The world recently lost Elie Wiesel, an incredible author, political activist and winner of the Nobel Peace Prize. He was a survivor of the Holocaust (accounted in his memoir "Night," which is one of my personal favorites) and fought for human rights, equality and peace. His story, work and aspirations are truly inspiring! Listed below are quotes from the enlightening Elie Wiesel that will be forever cherished.
“The opposite of love is not hate, it’s indifference.”
“Just as man cannot live without dreams, he cannot live without hope. If dreams reflect the past, hope summons the future.”

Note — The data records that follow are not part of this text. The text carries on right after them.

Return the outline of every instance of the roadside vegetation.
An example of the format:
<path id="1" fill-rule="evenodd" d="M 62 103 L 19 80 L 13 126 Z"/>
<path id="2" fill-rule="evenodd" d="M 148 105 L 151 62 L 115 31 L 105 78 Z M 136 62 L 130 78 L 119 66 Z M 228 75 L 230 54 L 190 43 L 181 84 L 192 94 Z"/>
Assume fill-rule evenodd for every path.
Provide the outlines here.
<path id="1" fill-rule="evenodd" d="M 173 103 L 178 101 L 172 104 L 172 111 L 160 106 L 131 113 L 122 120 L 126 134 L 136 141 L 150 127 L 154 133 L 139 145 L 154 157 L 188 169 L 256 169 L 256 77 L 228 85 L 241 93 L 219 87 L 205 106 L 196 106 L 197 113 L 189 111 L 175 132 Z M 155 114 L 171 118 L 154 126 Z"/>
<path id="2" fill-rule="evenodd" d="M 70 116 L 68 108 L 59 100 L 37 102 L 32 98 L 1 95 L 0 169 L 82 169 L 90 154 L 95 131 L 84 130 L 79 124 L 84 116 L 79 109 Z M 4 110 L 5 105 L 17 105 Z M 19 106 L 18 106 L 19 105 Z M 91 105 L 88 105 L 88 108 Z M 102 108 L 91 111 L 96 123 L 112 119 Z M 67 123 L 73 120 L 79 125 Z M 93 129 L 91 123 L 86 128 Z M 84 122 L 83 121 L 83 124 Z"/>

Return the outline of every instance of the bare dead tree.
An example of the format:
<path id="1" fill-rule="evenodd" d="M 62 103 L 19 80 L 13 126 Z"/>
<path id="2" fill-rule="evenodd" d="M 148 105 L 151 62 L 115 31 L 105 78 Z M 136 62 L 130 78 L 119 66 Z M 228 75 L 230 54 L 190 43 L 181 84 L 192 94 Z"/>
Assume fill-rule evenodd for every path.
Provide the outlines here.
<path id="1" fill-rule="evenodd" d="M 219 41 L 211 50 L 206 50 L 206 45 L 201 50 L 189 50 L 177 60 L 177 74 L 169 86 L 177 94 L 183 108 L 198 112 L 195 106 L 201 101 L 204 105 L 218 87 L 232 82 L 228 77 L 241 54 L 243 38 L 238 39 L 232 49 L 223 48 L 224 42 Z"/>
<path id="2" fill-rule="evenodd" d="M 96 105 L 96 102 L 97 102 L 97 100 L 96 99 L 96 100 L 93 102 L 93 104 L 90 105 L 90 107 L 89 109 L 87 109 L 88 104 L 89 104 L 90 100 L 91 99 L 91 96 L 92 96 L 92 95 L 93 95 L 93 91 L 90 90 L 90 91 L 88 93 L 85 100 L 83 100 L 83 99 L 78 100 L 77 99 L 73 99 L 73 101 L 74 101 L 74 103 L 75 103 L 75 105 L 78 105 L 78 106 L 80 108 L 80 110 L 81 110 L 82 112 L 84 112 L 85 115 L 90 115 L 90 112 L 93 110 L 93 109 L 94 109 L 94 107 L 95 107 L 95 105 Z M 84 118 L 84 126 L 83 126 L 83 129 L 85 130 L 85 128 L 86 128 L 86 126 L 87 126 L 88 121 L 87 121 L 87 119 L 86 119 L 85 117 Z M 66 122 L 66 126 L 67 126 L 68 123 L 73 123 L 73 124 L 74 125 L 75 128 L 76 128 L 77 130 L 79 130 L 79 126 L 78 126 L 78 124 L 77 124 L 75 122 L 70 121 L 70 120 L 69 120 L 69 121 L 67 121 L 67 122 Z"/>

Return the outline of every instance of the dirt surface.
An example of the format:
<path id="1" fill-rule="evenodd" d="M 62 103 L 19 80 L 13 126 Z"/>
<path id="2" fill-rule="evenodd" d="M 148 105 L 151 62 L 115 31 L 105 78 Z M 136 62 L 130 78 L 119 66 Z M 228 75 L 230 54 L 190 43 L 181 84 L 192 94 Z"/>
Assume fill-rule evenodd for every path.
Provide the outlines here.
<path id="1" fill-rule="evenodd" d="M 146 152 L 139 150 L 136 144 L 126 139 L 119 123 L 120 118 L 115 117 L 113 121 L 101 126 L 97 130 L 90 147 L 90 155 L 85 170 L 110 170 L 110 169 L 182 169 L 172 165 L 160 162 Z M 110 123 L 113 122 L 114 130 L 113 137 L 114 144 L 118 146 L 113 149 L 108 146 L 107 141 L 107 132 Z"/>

“People say occasionally that there must be light at the end of the tunnel, but I believe in those times there was light in the tunnel. The strange way there was courage in the ghetto, and there was hope, human hope, in the death camps. Simply an anonymous prisoner giving a piece of his bread to someone who was hungrier than he or she; a father shielding his child; a mother trying to hold back her tears so her children would not see her pain — that was courage.”
“I cannot cure everybody. I cannot help everybody. But to tell the lonely person that I am not far or different from that lonely person, that I am with him or her, that’s all I think we can do and we should do.”
“In the final analysis, I believe in man in spite of men.”
“Whoever listens to a witness becomes a witness.”
“For in the end, it is all about memory, its sources and its magnitude, and, of course, its consequences.”
“For us, forgetting was never an option. Remembering is a noble and necessary act.”
“Walking among the dead, one wondered if one was still alive. And yet real despair only seized us later. Afterwards. As we emerged from the nightmare and began to search for meaning.”
“Words can sometimes, in moments of grace, attain the quality of deeds.”
“There are victories of the soul and spirit. Sometimes, even if you lose, you win.”
“There is divine beauty in learning, just as there is human beauty in tolerance.”
“I was a body. Perhaps less than that even: a starved stomach. The stomach alone was aware of the passage of time.”
“From the depths of the mirror, a corpse gazed back at me. The look in his eyes, as they stared into mine, has never left me.”
“Even if only one free individual is left,
he is proof that the dictator is powerless against freedom.
But a free man is never alone; the dictator is alone.
The free man is the one who, even in prison,
gives to the other prisoners
their thirst for, their memory of, freedom.”